Al viajar por el Oriente, mantuve contacto con los monjes del Tibet, en Mongolia, Japón y China.
Eran hombres serenos, solícitos, reflexivos y en paz con sus mantos de color azafrán.
El otro día, observaba el movimiento del aeropuerto de San Pablo: la sala de espera llena de ejecutivos con teléfonos celulares, preocupados, ansiosos, generalmente comiendo más de lo que debían.
Seguramente, ya habían desayunado en sus casas, pero como la compañía aérea ofrecía otro café,todos comían vorazmente.
Aquello me hizo reflexionar: “¿Cuál de los dos modelos produce felicidad?”
Me encontré con Daniela, de 10 años, en el ascensor, a las 9 de la mañana, y le pregunté:
“¿No fuiste a la escuela?” Ella respondió: “No, voy por la tarde.”
Comenté: “Qué bien, entonces por la mañana puedes jugar, dormir hasta más tarde.”
“No”, respondió ella, “tengo tantas cosas por la mañana…”
“¿Qué cosas?”, le pregunté.
“Clases de inglés, de baile, de pintura, de natación”, y comenzó a detallar su agenda de muchachita robotizada.
Me quedé pensando: “Qué pena, que Daniela no dijo: “¡Tengo clases de meditación!”
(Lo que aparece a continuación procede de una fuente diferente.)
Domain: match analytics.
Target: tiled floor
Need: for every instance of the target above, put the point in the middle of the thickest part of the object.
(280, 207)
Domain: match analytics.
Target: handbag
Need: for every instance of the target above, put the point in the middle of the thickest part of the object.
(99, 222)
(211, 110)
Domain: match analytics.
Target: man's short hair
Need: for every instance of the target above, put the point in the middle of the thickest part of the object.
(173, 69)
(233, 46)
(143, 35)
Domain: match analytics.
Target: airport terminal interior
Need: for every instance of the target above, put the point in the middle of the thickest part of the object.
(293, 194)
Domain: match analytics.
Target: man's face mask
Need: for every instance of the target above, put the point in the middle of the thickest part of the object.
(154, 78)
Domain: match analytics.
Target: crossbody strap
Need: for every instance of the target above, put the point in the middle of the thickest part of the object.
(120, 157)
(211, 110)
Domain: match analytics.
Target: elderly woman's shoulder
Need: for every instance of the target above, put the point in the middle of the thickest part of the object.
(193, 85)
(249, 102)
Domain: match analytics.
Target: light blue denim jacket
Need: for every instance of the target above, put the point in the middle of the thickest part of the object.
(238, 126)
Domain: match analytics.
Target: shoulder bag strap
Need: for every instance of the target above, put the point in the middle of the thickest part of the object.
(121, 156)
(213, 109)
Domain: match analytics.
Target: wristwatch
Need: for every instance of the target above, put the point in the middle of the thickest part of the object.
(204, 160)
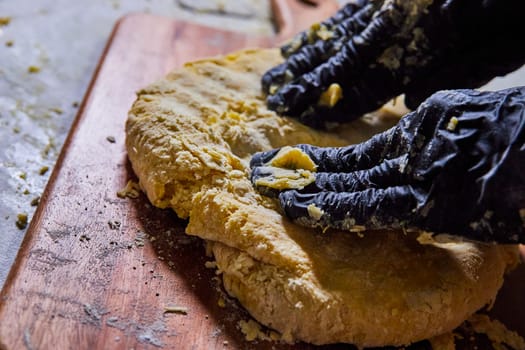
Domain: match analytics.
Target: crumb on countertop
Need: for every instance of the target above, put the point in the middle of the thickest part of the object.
(33, 69)
(4, 21)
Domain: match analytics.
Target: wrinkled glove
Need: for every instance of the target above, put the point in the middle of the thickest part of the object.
(371, 51)
(456, 165)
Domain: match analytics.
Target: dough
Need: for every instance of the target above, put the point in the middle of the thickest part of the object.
(190, 137)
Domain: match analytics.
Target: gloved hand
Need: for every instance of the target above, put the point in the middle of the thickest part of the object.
(456, 165)
(373, 50)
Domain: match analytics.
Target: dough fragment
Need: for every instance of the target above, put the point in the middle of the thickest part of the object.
(190, 137)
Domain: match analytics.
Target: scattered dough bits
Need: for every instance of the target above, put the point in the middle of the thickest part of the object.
(190, 137)
(132, 190)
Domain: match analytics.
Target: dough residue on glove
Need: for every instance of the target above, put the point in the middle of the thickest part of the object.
(190, 137)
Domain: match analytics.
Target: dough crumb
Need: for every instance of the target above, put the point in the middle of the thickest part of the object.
(131, 190)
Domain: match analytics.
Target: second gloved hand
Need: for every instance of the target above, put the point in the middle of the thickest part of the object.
(373, 50)
(456, 165)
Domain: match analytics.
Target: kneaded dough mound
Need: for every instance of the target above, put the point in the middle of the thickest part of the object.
(190, 137)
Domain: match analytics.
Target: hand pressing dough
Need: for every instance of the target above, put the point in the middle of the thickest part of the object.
(190, 137)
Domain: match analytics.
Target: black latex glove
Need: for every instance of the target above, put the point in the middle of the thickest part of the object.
(376, 50)
(455, 165)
Estamos formando súper-hombres y súper-mujeres, totalmente equipados, pero emocionalmente infantiles.
Una ciudad progresista del interior de San Pablo tenía, en 1960, seis librerías y un gimnasio; hoy tiene sesenta gimnasios y tres librerías!
No tengo nada contra el mejoramiento del cuerpo, pero me preocupa la desproporción en relación al mejoramiento del espíritu. Pienso que moriremos esbeltos: “¿Cómo estaba el difunto?”. “Oh, una maravilla, no tenía nada de celulitis!”